A Craft Beer Cookbook?

I was walking home today, sorting out my new blog post in my head and quite frankly, it wasn’t working. So I gave up and started thinking about dinner – and what beer from my stash I was going to have with it. I began wishing, once again, that there was a decent New Zealand beer-matching cookbook. In fact, I wish this every time I go to a book store and am confronted with oodles of wine-and-food cookbooks. Yes, we have the Monteiths and the Speights books, but what should I cook to go with a hearty stout or a hoppy IPA?*

Then it hit me – we should just make our own cookbook. I could see it in my imagination immediately – nothing too large or overly fancy, but with a range of matches that covered starters, mains and deserts and a wide selection of beer styles. It’d have a few choice illustrations, but it’d be a proper cookbook, rather than a coffee table book. Brewers, home brewers and beer geeks from around the country could submit their favourite recipes. It’d be a cookbook by the beer-lover, for the beer-lover.

Right about then reality began to catch-up with me and starting asking practical questions. Did I really have access to the people and resources I would need? I can proof, typeset and write the various bits and pieces needed and I could probably talk the art girl at work into doing the design, but what about the other people? I’d need another two recipe testers** and volunteers to taste the resulting food-beer match; possibly a photographer; people to send in recipes; and most importantly, people willing to buy the resulting cookbook. I’d need capital to self-publish and some way of distributing. I’d have to balance the range of recipes without stepping on anybody’s toes or infringing on copyright.
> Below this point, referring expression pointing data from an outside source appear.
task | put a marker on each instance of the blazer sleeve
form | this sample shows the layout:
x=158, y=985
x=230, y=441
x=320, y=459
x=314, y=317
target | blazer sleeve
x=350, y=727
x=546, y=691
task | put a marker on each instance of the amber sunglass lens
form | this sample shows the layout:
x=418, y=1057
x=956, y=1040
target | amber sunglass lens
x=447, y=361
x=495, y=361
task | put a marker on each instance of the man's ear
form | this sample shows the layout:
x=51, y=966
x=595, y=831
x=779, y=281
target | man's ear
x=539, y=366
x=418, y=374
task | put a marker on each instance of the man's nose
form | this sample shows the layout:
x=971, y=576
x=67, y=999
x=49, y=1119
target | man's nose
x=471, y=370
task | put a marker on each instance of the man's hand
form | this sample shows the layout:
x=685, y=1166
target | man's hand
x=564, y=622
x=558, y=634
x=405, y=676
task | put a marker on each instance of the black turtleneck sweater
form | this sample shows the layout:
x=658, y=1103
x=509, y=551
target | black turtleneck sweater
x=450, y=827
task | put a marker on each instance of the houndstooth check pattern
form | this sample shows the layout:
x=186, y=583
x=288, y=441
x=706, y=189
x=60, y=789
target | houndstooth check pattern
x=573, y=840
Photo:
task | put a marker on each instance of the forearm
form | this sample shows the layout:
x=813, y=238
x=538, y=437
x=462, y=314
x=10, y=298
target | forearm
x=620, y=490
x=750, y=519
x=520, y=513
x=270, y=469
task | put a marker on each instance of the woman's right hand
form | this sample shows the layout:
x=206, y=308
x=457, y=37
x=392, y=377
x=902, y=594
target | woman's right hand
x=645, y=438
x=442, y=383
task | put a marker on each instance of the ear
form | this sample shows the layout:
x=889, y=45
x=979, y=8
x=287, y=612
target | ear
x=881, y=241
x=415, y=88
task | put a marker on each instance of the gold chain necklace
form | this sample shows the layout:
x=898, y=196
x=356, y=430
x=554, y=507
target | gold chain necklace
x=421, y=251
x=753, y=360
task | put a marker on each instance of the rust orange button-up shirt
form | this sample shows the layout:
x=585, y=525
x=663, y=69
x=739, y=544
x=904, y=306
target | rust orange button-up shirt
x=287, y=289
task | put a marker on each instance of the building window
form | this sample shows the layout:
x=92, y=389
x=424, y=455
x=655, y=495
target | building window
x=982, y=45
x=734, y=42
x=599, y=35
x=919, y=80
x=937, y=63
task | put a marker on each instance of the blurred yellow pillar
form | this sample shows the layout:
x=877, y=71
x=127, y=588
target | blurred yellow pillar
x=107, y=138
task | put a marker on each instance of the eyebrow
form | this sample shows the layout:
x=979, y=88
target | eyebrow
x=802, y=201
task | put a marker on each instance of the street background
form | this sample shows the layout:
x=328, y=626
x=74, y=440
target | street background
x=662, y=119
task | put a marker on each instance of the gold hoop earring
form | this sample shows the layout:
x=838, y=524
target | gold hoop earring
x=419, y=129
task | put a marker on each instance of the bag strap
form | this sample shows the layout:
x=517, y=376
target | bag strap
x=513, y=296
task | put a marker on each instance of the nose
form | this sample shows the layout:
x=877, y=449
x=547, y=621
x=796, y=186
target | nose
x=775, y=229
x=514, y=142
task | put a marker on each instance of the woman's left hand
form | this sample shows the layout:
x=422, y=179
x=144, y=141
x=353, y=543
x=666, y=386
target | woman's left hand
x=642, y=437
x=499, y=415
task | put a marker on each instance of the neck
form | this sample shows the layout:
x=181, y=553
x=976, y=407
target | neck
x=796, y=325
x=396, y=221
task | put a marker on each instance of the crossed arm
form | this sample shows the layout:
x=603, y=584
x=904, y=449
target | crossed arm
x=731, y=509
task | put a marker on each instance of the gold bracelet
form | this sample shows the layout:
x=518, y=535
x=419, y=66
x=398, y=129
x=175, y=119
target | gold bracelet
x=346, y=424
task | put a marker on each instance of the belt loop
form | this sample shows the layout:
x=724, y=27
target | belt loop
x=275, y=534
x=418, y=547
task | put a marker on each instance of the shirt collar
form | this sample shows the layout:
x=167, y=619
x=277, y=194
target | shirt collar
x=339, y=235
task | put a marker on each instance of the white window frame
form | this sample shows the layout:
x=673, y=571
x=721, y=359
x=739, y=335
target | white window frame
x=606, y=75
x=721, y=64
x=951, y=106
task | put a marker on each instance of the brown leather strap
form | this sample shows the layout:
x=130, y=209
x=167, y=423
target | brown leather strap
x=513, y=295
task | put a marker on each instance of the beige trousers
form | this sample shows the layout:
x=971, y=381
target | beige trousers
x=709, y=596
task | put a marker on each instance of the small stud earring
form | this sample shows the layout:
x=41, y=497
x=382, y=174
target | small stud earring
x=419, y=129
The challenges began to mount up.

But it would be such an awesome way to publicise New Zealand craft beer, to improve beer’s image from ‘something the lads scull back’ to something that can (and should) be incorporated into a wider social scene. That beer shouldn’t just be drunk with a barbecue, but with a cheese platter, bountiful roast or a chocolaty desert. That you don’t have to drink wine with a nice dinner.

So now I’m left pondering the pros and cons. Would it be worth the challenge? Or should I consign it to the basket of cool ideas that just wouldn’t work in the real world?

* I did come home and look of the Mighty Ape and Fishpond websites and there are a few overseas ones available, but only the Speights from New Zealand.
**All the best recipe books are triple tested.

Beer and Weddings

When I’m not garbed in my Rosalind Aymes super hero attire, I am an editorial assistant at a bridal magazine. In our upcoming issue, we have an article on serving beverages at wedding receptions. Buried in two pages of wine information is a measly three sentences on beer, which boils down to ‘you better get some beers for the lads’. When proofing the article I added in a couple more sentences about seasonality (seasonality’s very popular in wedding writing), very simple stuff. Both sentences were taken out, as we don’t want to encourage ‘that sort of thing’.

I may have (quietly) got my rage on at this point – the old-fashioned view that beer-drinkers are simply men who quaff large amounts of booze irritates me beyond belief and is really a self-perpetuating problem. I didn’t really want to be part of that.

When I had calmed down a bit, I realised my anger was rather pointless. Wedding magazines don’t lead trends – they follow them. While the magazine may not be talking about decent beer, I can happily report a growing trend of craft beers at real weddings. A friend of mine will be the best man at a wedding in March that will be serving Renaissance beers. He offered to take me as his date but unfortunately I’ll bridesmaid at another wedding, which, while they won’t be serving craft beers at their reception, there is a post-wedding event the next day at the Moutere Inn.

Good beer is even stealthily invading our offices through real weddings; one of the entries for the Bride and Groom of the Year contained a wedding where the groom served several different styles of his home brew on tap at the reception.  Now he’s got my vote for Groom of the Year.